The 32nd Annual Celebration of the Rev. Dr. Martin Luther King Jr.

Day of peace—The SGI-USA co-sponsors an event honoring Martin Luther King Jr. Day, Santa Monica, Calif., Jan. 16. Photo: Debra Williams.


Injustice anywhere is a threat to justice everywhere. We are caught in an inescapable network of mutuality, tied in a single garment of destiny. Whatever affects one directly, affects all indirectly. —Martin Luther King Jr.

SANTA MONICA, Calif., Jan. 16–“We are here to celebrate Dr. King and his principles, which are as relevant today as they were 50 years ago during the Civil Rights Movement.”

Darlene Evans, president of the Rev. Dr. Martin Luther King Jr. Westside Coalition, reminded those gathered at the SGI-USA World Peace Ikeda Auditorium on MLK Day of the spirit behind the 32nd Annual Celebration of the Rev. Dr. Martin Luther King Jr.

People of all walks of life came together for the event themed “Stand Against Injustice,” co-sponsored by the SGI-USA and presented by the MLK Westside Coalition.

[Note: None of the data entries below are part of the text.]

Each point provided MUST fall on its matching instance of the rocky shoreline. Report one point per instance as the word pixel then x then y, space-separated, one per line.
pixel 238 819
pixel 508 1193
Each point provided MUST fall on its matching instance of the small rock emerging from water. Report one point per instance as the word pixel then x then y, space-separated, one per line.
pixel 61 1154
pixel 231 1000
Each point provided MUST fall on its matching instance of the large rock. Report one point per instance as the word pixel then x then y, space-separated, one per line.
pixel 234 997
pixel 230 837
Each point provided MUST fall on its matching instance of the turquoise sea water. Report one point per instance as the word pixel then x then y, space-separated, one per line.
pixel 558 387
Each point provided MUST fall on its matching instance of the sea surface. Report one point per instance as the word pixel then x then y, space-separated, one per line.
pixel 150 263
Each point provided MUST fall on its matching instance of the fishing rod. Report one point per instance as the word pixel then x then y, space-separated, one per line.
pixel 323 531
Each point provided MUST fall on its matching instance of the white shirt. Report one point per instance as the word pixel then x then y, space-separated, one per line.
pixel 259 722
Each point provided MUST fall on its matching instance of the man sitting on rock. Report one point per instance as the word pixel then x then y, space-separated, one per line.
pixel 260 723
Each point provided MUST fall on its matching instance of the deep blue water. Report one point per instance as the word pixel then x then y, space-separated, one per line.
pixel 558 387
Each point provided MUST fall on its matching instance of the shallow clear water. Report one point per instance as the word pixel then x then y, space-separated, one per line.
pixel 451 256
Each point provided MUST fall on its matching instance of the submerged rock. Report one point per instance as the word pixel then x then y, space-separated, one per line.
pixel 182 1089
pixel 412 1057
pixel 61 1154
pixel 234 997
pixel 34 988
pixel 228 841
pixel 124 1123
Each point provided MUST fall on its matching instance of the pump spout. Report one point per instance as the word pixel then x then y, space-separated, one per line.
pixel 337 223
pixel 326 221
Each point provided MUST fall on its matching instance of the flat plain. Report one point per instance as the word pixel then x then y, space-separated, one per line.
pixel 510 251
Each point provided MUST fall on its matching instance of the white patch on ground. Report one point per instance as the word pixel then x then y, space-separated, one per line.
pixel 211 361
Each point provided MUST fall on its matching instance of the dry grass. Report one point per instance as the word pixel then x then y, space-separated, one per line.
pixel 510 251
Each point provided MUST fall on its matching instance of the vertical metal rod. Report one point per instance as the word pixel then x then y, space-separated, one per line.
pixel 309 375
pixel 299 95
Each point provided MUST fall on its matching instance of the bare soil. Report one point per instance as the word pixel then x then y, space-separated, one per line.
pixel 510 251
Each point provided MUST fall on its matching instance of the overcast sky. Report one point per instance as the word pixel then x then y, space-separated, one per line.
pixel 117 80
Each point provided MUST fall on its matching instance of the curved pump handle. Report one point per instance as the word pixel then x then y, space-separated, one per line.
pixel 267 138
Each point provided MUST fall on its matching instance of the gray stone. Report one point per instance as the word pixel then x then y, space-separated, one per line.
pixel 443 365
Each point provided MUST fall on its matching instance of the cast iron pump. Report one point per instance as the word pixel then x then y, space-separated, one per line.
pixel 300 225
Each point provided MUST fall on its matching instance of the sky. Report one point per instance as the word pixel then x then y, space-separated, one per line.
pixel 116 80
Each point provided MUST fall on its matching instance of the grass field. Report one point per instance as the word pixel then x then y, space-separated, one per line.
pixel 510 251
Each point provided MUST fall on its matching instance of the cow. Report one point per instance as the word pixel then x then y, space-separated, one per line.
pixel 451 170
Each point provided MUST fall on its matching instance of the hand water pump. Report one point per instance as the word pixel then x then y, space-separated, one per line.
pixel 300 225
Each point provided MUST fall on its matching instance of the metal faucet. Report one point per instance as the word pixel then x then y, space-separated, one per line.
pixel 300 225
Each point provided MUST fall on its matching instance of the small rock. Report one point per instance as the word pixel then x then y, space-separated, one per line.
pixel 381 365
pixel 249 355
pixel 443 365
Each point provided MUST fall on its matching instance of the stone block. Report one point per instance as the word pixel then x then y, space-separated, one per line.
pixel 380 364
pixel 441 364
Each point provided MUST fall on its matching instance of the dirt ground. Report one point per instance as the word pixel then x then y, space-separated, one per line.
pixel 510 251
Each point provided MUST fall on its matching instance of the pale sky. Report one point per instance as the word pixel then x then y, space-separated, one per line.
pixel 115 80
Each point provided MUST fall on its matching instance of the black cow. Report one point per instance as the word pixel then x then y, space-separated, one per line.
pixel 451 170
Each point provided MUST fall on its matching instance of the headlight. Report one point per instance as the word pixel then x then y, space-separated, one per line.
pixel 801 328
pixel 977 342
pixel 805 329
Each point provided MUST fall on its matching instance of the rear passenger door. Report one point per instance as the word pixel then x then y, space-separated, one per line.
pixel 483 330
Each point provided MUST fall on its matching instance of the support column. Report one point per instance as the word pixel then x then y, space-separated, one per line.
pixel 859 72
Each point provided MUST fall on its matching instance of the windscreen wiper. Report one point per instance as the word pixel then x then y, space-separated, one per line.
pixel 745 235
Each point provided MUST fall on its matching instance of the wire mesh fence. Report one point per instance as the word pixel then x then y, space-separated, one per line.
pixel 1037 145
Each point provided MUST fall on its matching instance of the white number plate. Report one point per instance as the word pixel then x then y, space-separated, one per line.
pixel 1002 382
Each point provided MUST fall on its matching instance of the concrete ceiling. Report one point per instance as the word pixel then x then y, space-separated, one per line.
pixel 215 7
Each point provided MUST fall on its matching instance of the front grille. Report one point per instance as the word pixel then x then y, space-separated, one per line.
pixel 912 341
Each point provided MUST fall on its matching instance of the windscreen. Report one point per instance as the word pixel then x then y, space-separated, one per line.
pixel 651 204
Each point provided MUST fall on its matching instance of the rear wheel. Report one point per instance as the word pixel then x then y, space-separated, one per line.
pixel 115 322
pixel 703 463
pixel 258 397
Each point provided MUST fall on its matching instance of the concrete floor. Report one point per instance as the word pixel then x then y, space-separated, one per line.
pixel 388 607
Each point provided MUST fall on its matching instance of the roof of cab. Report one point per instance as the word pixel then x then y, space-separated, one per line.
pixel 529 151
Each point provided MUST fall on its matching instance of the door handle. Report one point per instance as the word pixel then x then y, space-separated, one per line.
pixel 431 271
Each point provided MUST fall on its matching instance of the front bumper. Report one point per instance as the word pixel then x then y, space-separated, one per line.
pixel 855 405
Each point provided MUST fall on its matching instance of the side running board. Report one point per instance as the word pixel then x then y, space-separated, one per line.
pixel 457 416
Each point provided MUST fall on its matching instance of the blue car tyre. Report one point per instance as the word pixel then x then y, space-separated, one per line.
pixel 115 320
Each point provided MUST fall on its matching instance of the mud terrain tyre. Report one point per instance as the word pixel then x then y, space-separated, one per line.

The vibrant sounds of the Ikeda Kings Orchestra welcomed guests, while the program included dance performances, a gospel choir and presentations of education and community awards.

“Look within to re-examine ourselves in order to preserve what is best and most beautiful about America.”

Dr. Kathryn E. Jeffery, the Santa Monica College superintendent and president, who served as the keynote speaker, emphasized her own “path to freedom’s door”—education. “I’ve used my education to develop the ability to think critically about the world and my place in it, and to fulfill my dreams although the odds were stacked against me,” she said. Dr. Jeffery then called on the audience to be the best examples for our children and to “look within to re-examine ourselves in order to preserve what is best and most beautiful about America.”

Santa Monica College student Isaiah Njoku received an education award for a poem he penned—his call to action to respond to hate and violence with love, compassion and honor.

In an interview afterward, Mr. Njoku said he aspires to become a nurse practitioner because of his love for people. “I want to help them prolong their lives,” he continued, “so that they can make a difference in the world.”